W środę rosnący od końca października WIG-20 dodarł do strefy oporu wyznaczonej przez szczyty z sierpnia 2018 i maja 2017 oraz dołki z grudnia 2017 i lutego 2018 wychodząc zarazem na najwyższy poziom od prawie 11 miesięcy.
Ta ewidentna siła naszego rynku akcji największych spółek skłoniła niektórych do postawienia tezy głoszącej, że od października mamy już do czynienia z nową cykliczną hossą. Nie pasuje to oczywiście do większości rozważanych przeze mnie tu scenariuszy, ale biorąc pod uwagę fakt, że kondycja polskiej gospodarki wydaje się ostatnio raczej dobra, a tempo wzrostu gospodarczego w naszym kraju było w ub. r. najwyższe w Unii Europejskiej, to przecież nie można a priori odrzucić i takiej wersji rozwoju wydarzeń.
Postanowiłem sprawdzić, czy takie rzeczy się zdarzały się w przeszłości w trakcie cyklicznej bessy, w której - zgodnie z preferowanym przeze mnie scenariuszem - nadal krajowy rynek akcji się znajduje. Zaznaczmy sobie te okresy cyklicznych "rynków niedźwiedzia" na wykresie WIG-u 20 (na czerwono na poniższym obrazku).
Sprawdźmy teraz, czy w którymś z tych okresów WIG-20 wychodził podczas korekty (zapewne "fali B") na przynajmniej 10 miesięczne maksima.
Jak widać sytuacja podobna do obecnej zdarzyła się w okresie minionego ćwierćwiecza dwukrotnie: w lutym 1998 na 3 tygodnie przed początkiem późniejszego silnego 7-miesięcznego załamania wywołanego kryzysem rosyjskim oraz w grudniu 2004 podczas ówczesnej bardzo łagodnej "pędzącej" bessy trwającego do maja 2005.
Jeśli osłabimy nieco powyższe kryterium szukając jedynie 7-miesięcznych maksimów dostajemy jeszcze dodatkowy sygnał w szczycie fali B w maju 2015 roku.
Spójrzmy na obecną sytuację jeszcze z innej strony: pod koniec października WIG-20 był na najniższym poziomie od 20 miesięcy. W ciągu niecałych 3 miesięcy wyszedł na 10-miesięczne maksimum. Coś takiego w przeszłości zdarzyło się jedynie raz: w lutym 1998 roku, a więc podczas korekcyjnej fali wzrostowej rozdzielającej spadki cen akcji wywołane kryzysem azjatyckim i kryzysem rosyjskim.

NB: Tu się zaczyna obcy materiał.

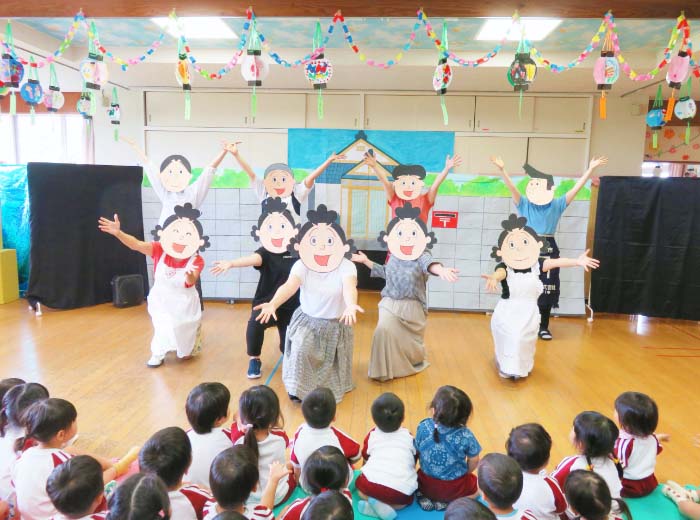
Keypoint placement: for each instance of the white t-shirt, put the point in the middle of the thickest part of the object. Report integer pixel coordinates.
(188, 502)
(321, 294)
(29, 477)
(195, 193)
(543, 496)
(390, 460)
(205, 448)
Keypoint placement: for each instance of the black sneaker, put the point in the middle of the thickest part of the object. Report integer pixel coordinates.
(254, 368)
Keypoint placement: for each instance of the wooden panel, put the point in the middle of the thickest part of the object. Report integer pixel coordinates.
(359, 8)
(561, 115)
(501, 114)
(557, 156)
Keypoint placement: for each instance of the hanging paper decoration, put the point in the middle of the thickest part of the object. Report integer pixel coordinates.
(655, 117)
(686, 109)
(53, 98)
(606, 72)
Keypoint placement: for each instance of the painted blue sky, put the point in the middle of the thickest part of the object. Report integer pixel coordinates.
(310, 147)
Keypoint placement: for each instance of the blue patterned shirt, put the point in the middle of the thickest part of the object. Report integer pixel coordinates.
(445, 460)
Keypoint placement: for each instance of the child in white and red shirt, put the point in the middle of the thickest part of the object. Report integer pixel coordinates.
(318, 408)
(207, 411)
(168, 454)
(530, 446)
(234, 476)
(637, 446)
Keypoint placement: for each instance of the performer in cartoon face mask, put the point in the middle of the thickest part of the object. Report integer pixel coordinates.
(319, 343)
(397, 345)
(275, 229)
(516, 319)
(173, 302)
(543, 211)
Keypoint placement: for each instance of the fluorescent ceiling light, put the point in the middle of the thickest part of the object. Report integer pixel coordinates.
(536, 29)
(200, 27)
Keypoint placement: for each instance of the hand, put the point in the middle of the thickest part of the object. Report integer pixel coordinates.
(266, 310)
(349, 317)
(498, 162)
(587, 262)
(220, 267)
(597, 161)
(108, 226)
(491, 283)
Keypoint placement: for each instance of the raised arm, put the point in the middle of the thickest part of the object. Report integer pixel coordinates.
(309, 181)
(450, 162)
(113, 227)
(595, 162)
(506, 178)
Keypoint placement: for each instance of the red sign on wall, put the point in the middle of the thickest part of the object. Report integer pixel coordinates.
(445, 219)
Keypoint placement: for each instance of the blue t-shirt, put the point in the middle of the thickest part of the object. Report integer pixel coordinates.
(543, 219)
(445, 460)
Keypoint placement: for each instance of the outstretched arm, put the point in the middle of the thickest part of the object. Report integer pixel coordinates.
(309, 181)
(450, 162)
(113, 227)
(595, 162)
(506, 178)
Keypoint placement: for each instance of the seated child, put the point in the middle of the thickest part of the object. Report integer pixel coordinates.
(259, 426)
(501, 481)
(329, 505)
(168, 454)
(637, 446)
(234, 476)
(589, 498)
(76, 489)
(318, 409)
(468, 509)
(448, 451)
(207, 410)
(142, 496)
(325, 469)
(530, 445)
(389, 475)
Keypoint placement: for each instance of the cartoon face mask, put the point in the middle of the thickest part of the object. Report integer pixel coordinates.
(175, 176)
(407, 240)
(275, 233)
(520, 250)
(321, 249)
(180, 239)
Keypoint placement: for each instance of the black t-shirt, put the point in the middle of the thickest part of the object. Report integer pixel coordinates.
(274, 272)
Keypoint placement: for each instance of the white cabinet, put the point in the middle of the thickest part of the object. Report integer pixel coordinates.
(500, 114)
(562, 115)
(558, 156)
(340, 111)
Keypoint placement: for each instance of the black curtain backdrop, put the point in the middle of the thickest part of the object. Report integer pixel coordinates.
(73, 262)
(647, 238)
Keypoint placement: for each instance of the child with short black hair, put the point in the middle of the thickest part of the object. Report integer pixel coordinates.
(142, 496)
(448, 451)
(388, 477)
(76, 489)
(329, 505)
(234, 476)
(589, 498)
(325, 469)
(468, 509)
(637, 446)
(530, 446)
(501, 482)
(207, 410)
(168, 454)
(318, 408)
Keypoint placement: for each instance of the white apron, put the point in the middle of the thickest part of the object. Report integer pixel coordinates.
(516, 322)
(175, 311)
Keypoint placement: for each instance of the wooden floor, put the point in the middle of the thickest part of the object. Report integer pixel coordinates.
(95, 358)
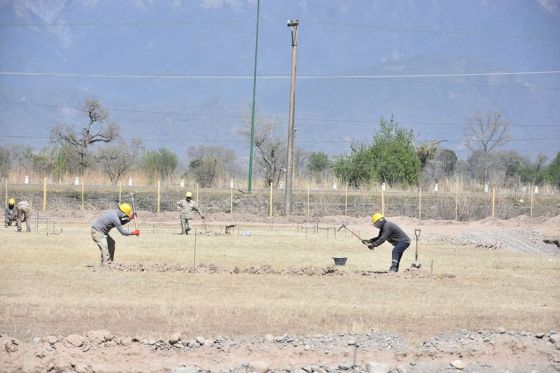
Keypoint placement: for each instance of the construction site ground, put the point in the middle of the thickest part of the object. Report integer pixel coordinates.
(267, 296)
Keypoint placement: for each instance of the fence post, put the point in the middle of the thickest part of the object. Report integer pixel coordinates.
(493, 202)
(231, 198)
(159, 195)
(420, 204)
(457, 203)
(270, 202)
(45, 194)
(308, 204)
(346, 201)
(532, 197)
(383, 201)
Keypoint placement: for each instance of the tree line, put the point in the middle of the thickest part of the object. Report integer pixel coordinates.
(393, 156)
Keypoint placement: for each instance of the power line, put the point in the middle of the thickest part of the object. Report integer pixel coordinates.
(392, 28)
(271, 77)
(304, 119)
(116, 23)
(340, 141)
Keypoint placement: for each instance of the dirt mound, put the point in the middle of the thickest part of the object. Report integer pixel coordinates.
(408, 273)
(97, 351)
(519, 240)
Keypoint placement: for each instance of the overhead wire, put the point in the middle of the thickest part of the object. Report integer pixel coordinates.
(304, 119)
(270, 77)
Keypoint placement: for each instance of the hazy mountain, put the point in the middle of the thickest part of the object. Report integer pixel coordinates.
(117, 47)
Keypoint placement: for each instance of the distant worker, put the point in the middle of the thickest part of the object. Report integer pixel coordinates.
(21, 212)
(187, 207)
(389, 231)
(109, 220)
(8, 213)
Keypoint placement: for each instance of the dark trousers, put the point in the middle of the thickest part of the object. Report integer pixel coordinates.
(398, 250)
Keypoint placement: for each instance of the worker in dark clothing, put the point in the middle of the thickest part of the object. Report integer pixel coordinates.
(389, 231)
(9, 212)
(101, 227)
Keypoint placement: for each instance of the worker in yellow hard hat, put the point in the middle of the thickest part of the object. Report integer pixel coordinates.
(187, 207)
(19, 212)
(389, 231)
(115, 218)
(9, 213)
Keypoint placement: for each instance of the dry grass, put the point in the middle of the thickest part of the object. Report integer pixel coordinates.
(47, 288)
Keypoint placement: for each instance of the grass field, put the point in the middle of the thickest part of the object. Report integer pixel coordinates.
(48, 288)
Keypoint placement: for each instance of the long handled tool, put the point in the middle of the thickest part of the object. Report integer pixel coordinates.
(416, 263)
(345, 226)
(134, 210)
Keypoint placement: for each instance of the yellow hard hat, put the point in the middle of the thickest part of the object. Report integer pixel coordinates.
(126, 208)
(376, 217)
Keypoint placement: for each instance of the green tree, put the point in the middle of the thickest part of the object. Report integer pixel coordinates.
(391, 158)
(159, 164)
(319, 164)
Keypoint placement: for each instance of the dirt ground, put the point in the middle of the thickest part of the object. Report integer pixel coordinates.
(492, 350)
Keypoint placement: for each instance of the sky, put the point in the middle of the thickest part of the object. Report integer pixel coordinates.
(179, 73)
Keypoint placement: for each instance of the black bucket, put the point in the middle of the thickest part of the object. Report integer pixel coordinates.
(340, 261)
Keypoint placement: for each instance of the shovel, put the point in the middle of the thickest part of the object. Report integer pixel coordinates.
(345, 226)
(416, 263)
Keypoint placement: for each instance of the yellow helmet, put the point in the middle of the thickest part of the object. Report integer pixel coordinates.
(126, 208)
(376, 217)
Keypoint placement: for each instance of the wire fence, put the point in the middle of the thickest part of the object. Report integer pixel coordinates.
(458, 205)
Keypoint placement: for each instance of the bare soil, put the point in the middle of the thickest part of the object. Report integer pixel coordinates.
(470, 350)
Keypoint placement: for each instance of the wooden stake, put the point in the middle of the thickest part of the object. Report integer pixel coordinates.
(45, 194)
(532, 199)
(308, 203)
(420, 204)
(493, 202)
(270, 202)
(231, 200)
(457, 203)
(346, 201)
(383, 201)
(159, 196)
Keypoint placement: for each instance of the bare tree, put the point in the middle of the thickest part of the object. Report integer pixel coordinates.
(487, 132)
(116, 160)
(271, 148)
(97, 130)
(207, 163)
(5, 162)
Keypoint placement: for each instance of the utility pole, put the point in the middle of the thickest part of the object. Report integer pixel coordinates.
(250, 177)
(293, 24)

Jeśli damy na ten wzrost nie 3 a 4 miesiące, to pojawi się dodatkowy sygnał z września 2012 - tym razem już w trakcie hossy (bardzo słabej na WIG-20).
Co ciekawe powtarzającą się przy obu podejścia analogię obecnej sytuacji do tej z lutego 1998 przypomniałem tu 3 dni temu komentując informację o najwolniejszym od 1990 roku tempie wzrostu chińskiej gospodarki w ub. r. ("Chiny zwalniają ale nadal unikają kryzysu").
Oczywiście nie wiadomo, czy wersja bessy przerabiana w latach 1997-1998 zostanie ponownie wdrożona w latach 2018-2019. Można jedynie stwierdzić, że dotychczasowe zachowanie rynku tego nie "wyklucza".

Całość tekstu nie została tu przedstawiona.